Check that the data downloaded correctly. 

In [None]:
! ls data

In [None]:
! ls data/ref

## Alignment

The following cell shows how to run alignment on the FASTQ files in the data directory using [Parabricks fq2bam](https://docs.nvidia.com/clara/parabricks/latest/documentation/tooldocs/man_fq2bam.html). Below is a diagram of the exact steps involved. 

![fq2bam_diagram](images/fq2bam.png)

The software is packaged as a Docker container, therefore the cells to run Parabricks will be executing bash code to run Docker commands. The image comes from the [NVIDIA GPU Container (NGC) Registry](https://catalog.ngc.nvidia.com/orgs/nvidia/teams/clara/containers/clara-parabricks). 

In [None]:
%%sh

DOCKER_IMAGE="nvcr.io/nvidia/clara/clara-parabricks:4.4.0-1"

DATA_DIR="$PWD/data"

REF="ref/Homo_sapiens_assembly38.fasta"
FASTQ_1="NIST7035_TAAGGCGA_L001_R1_001.fastq.gz"
FASTQ_2="NIST7035_TAAGGCGA_L001_R2_001.fastq.gz"
OUT_BAM="NIST7035_TAAGGCGA_L001_R1_001.bam"

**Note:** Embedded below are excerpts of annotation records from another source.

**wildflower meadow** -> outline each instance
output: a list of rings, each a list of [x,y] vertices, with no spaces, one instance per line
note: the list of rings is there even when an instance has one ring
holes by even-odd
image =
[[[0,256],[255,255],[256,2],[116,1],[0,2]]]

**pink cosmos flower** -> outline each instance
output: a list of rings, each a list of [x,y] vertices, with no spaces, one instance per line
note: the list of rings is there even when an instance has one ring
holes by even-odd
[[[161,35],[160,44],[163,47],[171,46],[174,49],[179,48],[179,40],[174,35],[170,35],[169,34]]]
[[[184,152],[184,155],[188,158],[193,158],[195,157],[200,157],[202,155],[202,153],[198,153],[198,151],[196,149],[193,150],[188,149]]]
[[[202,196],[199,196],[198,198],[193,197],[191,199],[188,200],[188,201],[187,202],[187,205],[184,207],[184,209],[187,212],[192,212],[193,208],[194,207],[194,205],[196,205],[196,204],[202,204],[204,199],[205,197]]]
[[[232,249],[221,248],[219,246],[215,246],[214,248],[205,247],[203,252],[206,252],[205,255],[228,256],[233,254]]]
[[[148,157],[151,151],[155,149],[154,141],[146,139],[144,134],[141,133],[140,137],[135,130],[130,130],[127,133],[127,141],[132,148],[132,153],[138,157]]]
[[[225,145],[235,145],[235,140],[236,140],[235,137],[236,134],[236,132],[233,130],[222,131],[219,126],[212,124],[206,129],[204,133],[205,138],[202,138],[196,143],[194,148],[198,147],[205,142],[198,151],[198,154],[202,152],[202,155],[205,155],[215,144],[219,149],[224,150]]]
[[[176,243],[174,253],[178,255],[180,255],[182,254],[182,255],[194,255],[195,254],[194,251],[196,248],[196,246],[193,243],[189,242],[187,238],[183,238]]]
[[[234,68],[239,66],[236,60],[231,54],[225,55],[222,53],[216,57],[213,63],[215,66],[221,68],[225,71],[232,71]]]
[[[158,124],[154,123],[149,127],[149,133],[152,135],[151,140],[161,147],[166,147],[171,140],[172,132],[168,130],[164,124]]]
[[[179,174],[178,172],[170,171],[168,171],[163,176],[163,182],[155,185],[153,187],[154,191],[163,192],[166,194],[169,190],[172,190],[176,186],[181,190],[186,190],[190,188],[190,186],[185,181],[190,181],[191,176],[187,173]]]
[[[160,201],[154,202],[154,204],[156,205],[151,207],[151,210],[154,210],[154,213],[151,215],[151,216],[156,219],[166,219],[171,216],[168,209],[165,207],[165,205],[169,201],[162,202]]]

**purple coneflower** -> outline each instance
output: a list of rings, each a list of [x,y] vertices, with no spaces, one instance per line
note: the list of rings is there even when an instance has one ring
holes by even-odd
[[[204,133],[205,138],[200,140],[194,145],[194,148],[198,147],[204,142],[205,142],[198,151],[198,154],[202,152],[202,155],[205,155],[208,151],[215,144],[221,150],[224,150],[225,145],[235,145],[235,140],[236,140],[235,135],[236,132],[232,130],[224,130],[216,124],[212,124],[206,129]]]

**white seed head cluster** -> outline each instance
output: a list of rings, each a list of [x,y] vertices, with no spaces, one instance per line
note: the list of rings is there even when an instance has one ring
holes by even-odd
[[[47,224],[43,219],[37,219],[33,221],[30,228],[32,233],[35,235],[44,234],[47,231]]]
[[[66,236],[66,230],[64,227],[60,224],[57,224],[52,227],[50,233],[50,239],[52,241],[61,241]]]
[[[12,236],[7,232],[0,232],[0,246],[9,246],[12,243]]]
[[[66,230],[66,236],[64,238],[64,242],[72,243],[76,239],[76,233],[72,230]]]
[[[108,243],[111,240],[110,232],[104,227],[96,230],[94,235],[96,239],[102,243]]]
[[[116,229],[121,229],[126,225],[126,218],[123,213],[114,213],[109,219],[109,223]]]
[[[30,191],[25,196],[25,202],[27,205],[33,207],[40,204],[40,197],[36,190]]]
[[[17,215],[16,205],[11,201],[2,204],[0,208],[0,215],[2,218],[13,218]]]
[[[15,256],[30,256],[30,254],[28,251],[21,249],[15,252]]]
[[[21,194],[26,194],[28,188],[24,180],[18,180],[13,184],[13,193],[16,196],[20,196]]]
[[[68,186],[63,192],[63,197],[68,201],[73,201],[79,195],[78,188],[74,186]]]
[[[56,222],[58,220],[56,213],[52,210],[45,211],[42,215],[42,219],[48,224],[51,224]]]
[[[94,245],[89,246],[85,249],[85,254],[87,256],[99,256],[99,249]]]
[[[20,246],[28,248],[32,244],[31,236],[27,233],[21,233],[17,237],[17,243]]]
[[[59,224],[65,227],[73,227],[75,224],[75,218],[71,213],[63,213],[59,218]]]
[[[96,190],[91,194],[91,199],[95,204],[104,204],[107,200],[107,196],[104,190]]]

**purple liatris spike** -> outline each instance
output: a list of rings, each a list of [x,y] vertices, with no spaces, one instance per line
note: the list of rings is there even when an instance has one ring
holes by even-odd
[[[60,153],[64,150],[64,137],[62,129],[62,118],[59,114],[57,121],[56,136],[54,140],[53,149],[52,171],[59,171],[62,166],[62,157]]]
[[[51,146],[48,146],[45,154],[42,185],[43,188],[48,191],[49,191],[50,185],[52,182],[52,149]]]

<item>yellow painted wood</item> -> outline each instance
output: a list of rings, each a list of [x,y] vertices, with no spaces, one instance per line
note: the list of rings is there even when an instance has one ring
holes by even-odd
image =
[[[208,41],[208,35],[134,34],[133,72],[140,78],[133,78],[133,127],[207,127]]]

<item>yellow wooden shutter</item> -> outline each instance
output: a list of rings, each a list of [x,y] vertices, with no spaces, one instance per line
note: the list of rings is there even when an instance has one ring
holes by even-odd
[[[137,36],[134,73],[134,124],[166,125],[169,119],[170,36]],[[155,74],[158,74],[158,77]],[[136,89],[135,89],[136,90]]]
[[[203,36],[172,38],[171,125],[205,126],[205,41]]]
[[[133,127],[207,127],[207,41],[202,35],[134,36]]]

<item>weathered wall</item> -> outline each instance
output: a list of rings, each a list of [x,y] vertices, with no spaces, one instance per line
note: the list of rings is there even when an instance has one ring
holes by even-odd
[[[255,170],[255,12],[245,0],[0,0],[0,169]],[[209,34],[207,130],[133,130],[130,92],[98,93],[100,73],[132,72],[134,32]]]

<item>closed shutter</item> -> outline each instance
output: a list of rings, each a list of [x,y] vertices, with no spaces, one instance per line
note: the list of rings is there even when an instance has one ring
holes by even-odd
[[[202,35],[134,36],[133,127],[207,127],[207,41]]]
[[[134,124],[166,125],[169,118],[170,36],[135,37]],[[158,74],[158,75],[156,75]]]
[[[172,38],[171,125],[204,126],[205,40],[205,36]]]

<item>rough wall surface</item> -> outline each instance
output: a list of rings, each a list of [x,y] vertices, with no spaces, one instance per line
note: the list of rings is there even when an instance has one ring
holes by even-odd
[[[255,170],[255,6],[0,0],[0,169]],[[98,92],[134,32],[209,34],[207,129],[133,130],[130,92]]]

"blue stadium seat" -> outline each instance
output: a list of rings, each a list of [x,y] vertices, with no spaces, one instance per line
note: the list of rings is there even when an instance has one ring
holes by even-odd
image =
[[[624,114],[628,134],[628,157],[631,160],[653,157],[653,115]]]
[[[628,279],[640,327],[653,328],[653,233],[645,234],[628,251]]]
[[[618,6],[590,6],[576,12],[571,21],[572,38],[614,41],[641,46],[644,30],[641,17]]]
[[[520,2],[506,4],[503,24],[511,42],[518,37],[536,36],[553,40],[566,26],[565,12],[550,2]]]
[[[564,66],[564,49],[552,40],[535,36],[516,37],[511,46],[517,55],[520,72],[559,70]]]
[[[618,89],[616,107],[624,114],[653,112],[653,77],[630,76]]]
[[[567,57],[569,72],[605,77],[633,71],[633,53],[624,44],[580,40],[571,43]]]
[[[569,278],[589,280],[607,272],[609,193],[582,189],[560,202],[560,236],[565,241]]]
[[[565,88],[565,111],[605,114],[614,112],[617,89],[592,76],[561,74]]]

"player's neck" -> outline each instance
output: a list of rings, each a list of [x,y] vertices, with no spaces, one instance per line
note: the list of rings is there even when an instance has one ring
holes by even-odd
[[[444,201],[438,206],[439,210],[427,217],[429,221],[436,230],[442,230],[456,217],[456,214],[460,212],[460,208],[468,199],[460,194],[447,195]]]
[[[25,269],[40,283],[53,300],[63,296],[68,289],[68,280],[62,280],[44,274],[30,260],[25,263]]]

docker run --gpus all --rm \
    -v ${DATA_DIR}:${DATA_DIR} \
    -w ${DATA_DIR} \
    ${DOCKER_IMAGE} pbrun fq2bam \
    --ref ${REF} \
    --in-fq ${FASTQ_1} ${FASTQ_2} \
    --out-bam ${OUT_BAM}

Looking in the data folder now, we now see the generated bam files. 

In [None]:
! ls data | grep .bam


## Variant Calling

This cell shows how to run variant calling using [Parabricks DeepVariant](https://docs.nvidia.com/clara/parabricks/latest/documentation/tooldocs/man_deepvariant.html). 

In [None]:
%%sh

DOCKER_IMAGE="nvcr.io/nvidia/clara/clara-parabricks:4.4.0-1"

DATA_DIR="$PWD/data"

REF="ref/Homo_sapiens_assembly38.fasta"
IN_BAM="NIST7035_TAAGGCGA_L001_R1_001.bam"
OUT_VCF="NIST7035_TAAGGCGA_L001_R1_001.vcf"

docker run --gpus all --rm \
    -v ${DATA_DIR}:${DATA_DIR} \
    -w ${DATA_DIR} \
    ${DOCKER_IMAGE} pbrun deepvariant \
    --ref ${REF} \
    --in-bam ${IN_BAM} \
    --out-variants ${OUT_VCF} \
    --use-wes-model

Looking in the data folder now, we now see the generated vcf files. 

In [None]:
! ls data | grep .vcf

## Next Steps

Try running Germline analysis on your own data.